Among my most illuminating assignments was the high privilege accorded me as chaplain to the dying. In preparation for this, I took a semester-long course at my university's nursing school, "On Death and Dying." It was taught by doctors and nurses at the university's tertiary care hospital and by faculty at the school of nursing. It was an amazing course. When I began serving the patients arriving to an oncology ward at a large Roman Catholic medical center, I was deeply impressed by the attention each patient was giving his or her life. I saw it in every room. Wives of fifty and sixty years would tell me, "He's never talked about these things before! You couldn't pry it out him!" I recall one patient who was obsessed with returning to Hoboken, NJ. He asked anyone he saw if they would take him to Hoboken. Volunteers and nurses serving hospice patients soon realized that "story collecting" or autobiography was the main activity of this place. So they helped the patients to make "life books" with photographs, sketches, snatches of cloth, pressed flowers from proms, anything that might serve the purpose.

Learning that this sudden, prepossessed interest in one's life story was seen everywhere, an in all hospices, I began reflecting. I recalled ... that People who had fallen out of planes and survived or who had experienced other close calls and lived to tell the tale, all of these people would say, "My whole life passed before my eyes. They literally saw a compressed "movie" of their whole lives. And why? Because our loving God does not want us to enter the final examination completely unprepared. For our lives, ourselves as we really are, as God alone is able to see us, will be the subject matter of this interview.

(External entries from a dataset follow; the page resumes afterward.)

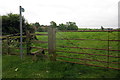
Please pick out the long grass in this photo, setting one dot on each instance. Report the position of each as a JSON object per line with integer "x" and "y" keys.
{"x": 43, "y": 68}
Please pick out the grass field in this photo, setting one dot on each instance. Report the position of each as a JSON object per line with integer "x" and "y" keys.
{"x": 27, "y": 68}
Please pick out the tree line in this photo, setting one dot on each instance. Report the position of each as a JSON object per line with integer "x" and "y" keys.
{"x": 10, "y": 25}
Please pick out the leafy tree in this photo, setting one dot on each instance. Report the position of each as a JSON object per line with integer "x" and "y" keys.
{"x": 10, "y": 24}
{"x": 62, "y": 27}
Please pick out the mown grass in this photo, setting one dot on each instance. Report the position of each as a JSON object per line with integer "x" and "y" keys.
{"x": 27, "y": 68}
{"x": 48, "y": 69}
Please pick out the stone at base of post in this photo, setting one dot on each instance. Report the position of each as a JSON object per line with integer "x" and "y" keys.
{"x": 53, "y": 57}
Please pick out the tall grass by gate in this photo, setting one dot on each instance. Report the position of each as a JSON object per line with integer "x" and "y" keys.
{"x": 105, "y": 57}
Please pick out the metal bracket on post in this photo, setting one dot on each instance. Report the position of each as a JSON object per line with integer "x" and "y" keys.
{"x": 52, "y": 43}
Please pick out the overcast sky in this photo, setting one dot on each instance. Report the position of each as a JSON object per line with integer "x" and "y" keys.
{"x": 86, "y": 13}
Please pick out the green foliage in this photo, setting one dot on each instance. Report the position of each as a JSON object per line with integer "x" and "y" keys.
{"x": 68, "y": 26}
{"x": 53, "y": 24}
{"x": 40, "y": 29}
{"x": 62, "y": 27}
{"x": 10, "y": 23}
{"x": 71, "y": 26}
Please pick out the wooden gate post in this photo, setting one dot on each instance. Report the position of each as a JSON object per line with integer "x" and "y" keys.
{"x": 52, "y": 43}
{"x": 28, "y": 42}
{"x": 8, "y": 44}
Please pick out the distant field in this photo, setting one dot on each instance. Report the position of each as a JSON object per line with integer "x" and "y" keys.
{"x": 86, "y": 44}
{"x": 46, "y": 69}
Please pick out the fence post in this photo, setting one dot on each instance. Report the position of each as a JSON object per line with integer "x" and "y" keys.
{"x": 8, "y": 44}
{"x": 52, "y": 43}
{"x": 28, "y": 42}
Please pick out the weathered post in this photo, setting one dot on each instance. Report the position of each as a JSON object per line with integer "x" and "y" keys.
{"x": 8, "y": 44}
{"x": 28, "y": 42}
{"x": 52, "y": 43}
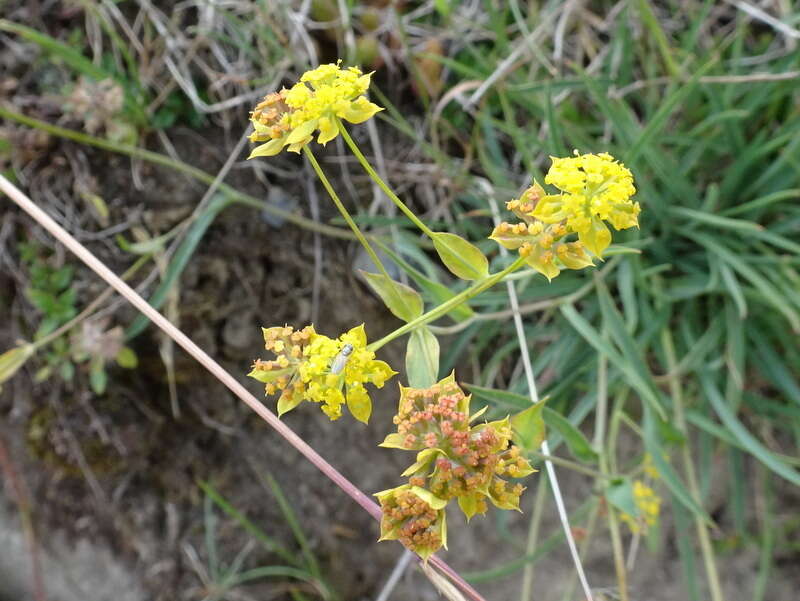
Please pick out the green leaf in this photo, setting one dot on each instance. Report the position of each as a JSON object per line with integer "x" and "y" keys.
{"x": 12, "y": 360}
{"x": 439, "y": 292}
{"x": 422, "y": 358}
{"x": 742, "y": 434}
{"x": 127, "y": 358}
{"x": 528, "y": 427}
{"x": 576, "y": 441}
{"x": 404, "y": 302}
{"x": 463, "y": 259}
{"x": 667, "y": 473}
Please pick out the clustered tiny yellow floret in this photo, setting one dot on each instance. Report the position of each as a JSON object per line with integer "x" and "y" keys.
{"x": 302, "y": 370}
{"x": 455, "y": 461}
{"x": 594, "y": 188}
{"x": 321, "y": 97}
{"x": 648, "y": 505}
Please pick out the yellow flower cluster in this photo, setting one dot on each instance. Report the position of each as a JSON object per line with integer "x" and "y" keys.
{"x": 455, "y": 461}
{"x": 415, "y": 517}
{"x": 302, "y": 370}
{"x": 648, "y": 506}
{"x": 321, "y": 97}
{"x": 593, "y": 189}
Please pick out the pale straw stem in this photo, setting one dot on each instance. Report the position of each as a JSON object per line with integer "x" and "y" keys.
{"x": 545, "y": 448}
{"x": 212, "y": 366}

The marvel is that we earth-dwellers who gather on this day are still writing our stories! In order to write a decent literary work, future entries must be answerable to previous ones. We must resolve the actions, especially the troubling actions, that are yet to be reconciled. If our main character has wandered into the wood of error, we must figure out how to get him back on track. What sort of book ends with the main character lost in the wood of error?! And we know where each and every story is supposed to end, which gives us an enormous advantage over other authors. It ends with God and in God in a mysterious (we pray) unity. As our exemplar and brother, the First-born of Heaven and Earth, has become One with the Father, so the Father and the Son desire that we also become One with them (John 17). How do we do this? By living our lives ... mindfully, reflectively, and ever focused on the knowledge and love of God.

Christianity, the Advent of Christ, is first of all about identity: the identity of the Son of God — "Who do you say that I AM? — and our identity, which mysteriously is enveloped in this first question. You see, we cannot know who we are until we have answered that question. We are on a journey to find ourselves in that sense. But it turns out mostly to be a process of subtraction, to clear our souls of debris, and to see ourselves in the pure reflection of Jesus' face.

Today, let us pray for those who are being tested, whose spiritual temperature is being taken. Let us pray for their spiritual concentration, which will mostly have to do with their love of God, burning off their impurities, and rendering their souls tender and exquisitely sensitive to the stench of sin. Let us pray, then, for this love, our hearts joined to theirs. And let us always remember on this day that their journey is also ours.

In the Name of the Father and of the Son and of the Holy Ghost. Amen.